Ringfort (Rath), Carrowcrin, Co. Sligo
Co. Sligo |
Ringforts
What is quietly odd about this earthwork in Carrowcrin is not just its age but its proportions.
The interior is strikingly elongated, measuring roughly 36 metres by just over 12 metres, which gives the enclosed space an almost corridor-like quality compared to the more familiar circular ringforts found across Ireland. It sits on a natural rise in gently rolling pastureland, and from that elevated position the silhouette of Knocknarea, the great cairn-topped hill above Strandhill, is visible on the horizon.
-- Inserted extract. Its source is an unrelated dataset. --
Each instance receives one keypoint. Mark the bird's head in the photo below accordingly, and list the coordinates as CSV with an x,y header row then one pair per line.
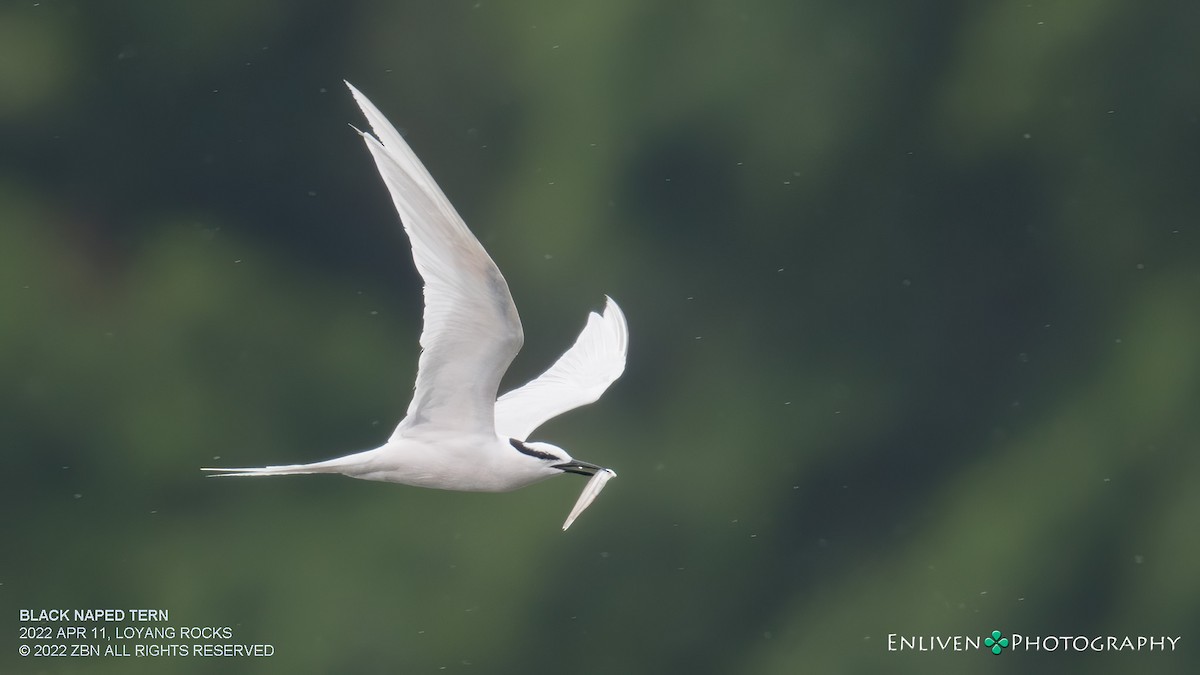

The site is a bivallate ringfort, meaning it has two concentric lines of earthen defence rather than one. A ringfort, or rath, was typically a farmstead of the early medieval period, roughly 500 to 1000 AD, with the enclosing banks serving as much to keep livestock in and predators out as to provide any serious military protection. Here, an inner bank stands some 2.2 metres high and 7 metres wide, a substantial construction that would have taken considerable communal effort to raise. Beyond it lies an external ditch, 4 metres across, and then a lower outer bank, 3.2 metres wide and just 0.6 metres high. What the site lacks is any visible trace of an entrance or of a second ditch outside the outer bank, both features commonly found elsewhere. Whether those elements were never built, or have simply been lost to centuries of ploughing and weathering, is not recorded.